You might not have all the space you'd like on your block, but don't forget the power of the third dimension, height, to create the illusion of space. Brisbane's Stafford House by Tonic Design uses 3-metre high ceilings, as well as large openings to the outdoors and between spaces, to make the home feel more spacious...
This family of six with parents who run their own business wanted a home where the family could come together, but also private spaces where they could have some quiet time. Zones are designed for various activities, from play to creating, family time to alone time.
"Ceilings that are 3 [metres high] and larger openings to the outside spaces creates spaces that feel collectively larger", explains the architect. To put it in perspective, most ceilings in new, volume-built homes are only 2.4 metres-high. And while that 600 millimetres might not seem like much, it makes a huge difference to our sense of space; this extra volume makes a room feel more breezy and open.
In addition to the higher than standard ceilings, the architects have carefully placed windows and doors to overlook greenery and open space.
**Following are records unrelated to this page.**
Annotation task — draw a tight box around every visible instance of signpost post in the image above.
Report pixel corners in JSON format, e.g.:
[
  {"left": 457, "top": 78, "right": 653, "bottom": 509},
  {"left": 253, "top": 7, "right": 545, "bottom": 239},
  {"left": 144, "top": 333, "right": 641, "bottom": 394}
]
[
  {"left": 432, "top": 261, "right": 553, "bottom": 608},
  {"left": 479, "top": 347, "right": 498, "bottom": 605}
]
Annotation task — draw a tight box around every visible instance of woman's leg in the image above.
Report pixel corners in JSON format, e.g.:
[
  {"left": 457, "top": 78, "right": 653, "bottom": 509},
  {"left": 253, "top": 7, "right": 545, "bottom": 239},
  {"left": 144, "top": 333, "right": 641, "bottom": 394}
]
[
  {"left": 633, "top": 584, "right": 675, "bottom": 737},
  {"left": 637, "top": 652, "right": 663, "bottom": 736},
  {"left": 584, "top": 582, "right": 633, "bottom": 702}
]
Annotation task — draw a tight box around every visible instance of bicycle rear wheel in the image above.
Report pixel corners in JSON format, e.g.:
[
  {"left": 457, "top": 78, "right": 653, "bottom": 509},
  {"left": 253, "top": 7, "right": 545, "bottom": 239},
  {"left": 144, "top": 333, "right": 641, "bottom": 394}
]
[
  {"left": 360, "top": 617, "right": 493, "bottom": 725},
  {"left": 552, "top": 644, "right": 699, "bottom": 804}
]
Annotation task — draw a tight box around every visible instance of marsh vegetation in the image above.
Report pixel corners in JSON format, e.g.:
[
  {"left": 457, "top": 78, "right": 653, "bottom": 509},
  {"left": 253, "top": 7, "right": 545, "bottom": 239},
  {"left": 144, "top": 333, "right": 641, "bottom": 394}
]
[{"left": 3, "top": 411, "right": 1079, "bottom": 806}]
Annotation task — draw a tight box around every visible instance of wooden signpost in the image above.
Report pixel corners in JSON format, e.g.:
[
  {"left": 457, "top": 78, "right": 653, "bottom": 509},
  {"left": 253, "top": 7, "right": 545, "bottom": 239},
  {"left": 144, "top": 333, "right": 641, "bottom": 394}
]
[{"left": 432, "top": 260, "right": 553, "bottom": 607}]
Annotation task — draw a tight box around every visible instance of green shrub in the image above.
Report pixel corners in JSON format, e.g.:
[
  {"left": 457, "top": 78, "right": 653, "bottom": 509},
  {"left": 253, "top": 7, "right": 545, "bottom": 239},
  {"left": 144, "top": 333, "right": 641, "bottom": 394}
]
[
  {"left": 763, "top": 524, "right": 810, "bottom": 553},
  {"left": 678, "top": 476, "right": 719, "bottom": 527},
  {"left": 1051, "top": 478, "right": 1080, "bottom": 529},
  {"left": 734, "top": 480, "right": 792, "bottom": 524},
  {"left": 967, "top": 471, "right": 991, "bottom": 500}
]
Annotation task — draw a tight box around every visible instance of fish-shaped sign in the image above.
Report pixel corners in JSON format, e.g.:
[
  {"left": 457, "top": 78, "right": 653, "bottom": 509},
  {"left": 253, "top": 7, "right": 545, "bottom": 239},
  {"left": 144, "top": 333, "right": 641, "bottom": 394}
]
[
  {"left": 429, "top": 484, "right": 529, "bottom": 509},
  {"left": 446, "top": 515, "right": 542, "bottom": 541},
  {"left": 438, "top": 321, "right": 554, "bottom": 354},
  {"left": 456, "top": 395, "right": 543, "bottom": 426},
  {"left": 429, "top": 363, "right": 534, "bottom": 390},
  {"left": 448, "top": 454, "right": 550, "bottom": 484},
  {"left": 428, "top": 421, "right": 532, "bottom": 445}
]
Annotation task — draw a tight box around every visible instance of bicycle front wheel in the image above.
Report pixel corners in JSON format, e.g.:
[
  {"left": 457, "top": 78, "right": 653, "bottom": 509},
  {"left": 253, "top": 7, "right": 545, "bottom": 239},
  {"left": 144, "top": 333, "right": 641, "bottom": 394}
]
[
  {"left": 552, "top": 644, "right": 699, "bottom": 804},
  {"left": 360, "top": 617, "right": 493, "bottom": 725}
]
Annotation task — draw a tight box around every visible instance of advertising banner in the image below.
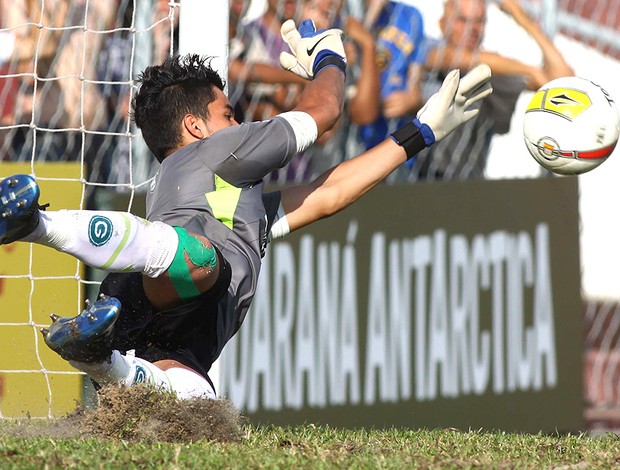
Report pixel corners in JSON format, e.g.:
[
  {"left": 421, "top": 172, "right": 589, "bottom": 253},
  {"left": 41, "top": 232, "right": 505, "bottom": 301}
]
[{"left": 221, "top": 177, "right": 584, "bottom": 432}]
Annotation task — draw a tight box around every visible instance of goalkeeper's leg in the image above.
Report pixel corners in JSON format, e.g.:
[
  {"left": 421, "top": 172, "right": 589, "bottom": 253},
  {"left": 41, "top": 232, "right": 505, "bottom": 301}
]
[
  {"left": 0, "top": 174, "right": 219, "bottom": 310},
  {"left": 0, "top": 174, "right": 178, "bottom": 277},
  {"left": 41, "top": 295, "right": 215, "bottom": 399},
  {"left": 74, "top": 351, "right": 216, "bottom": 400}
]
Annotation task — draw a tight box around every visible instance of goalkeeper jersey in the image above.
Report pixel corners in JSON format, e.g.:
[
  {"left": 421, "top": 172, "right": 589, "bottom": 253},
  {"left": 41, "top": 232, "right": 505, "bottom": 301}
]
[{"left": 102, "top": 116, "right": 299, "bottom": 380}]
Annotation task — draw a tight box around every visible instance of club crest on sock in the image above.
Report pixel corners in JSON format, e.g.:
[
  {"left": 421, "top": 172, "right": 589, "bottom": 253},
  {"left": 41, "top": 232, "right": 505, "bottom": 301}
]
[
  {"left": 88, "top": 215, "right": 113, "bottom": 247},
  {"left": 133, "top": 365, "right": 148, "bottom": 384}
]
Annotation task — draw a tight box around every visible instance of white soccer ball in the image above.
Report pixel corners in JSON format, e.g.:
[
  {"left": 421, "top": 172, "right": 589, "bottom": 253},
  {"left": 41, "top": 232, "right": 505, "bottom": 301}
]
[{"left": 523, "top": 76, "right": 620, "bottom": 175}]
Even within the home, shutters in the bedroom open to a void above the stairs. This internal balcony can be closed for privacy and sleep, or open to encourage a breeze and let more light and views into the room.
The plywood ceiling, stair and other timber details give the home a warm richness, particularly when contrasted with the otherwise monochrome palette.
The construction of the home is also unique, being the first of its kind to use insulated panels from Bondor for the walls. This ensures the home stays comfortable and minimises energy use, even in Brisbane's muggy climate.
An outdoor covered entertainment area allows the house to connect to the outdoors and a concrete water tank was used for a plunge pool, a cost-effective and efficient way of creating another space family members can enjoy.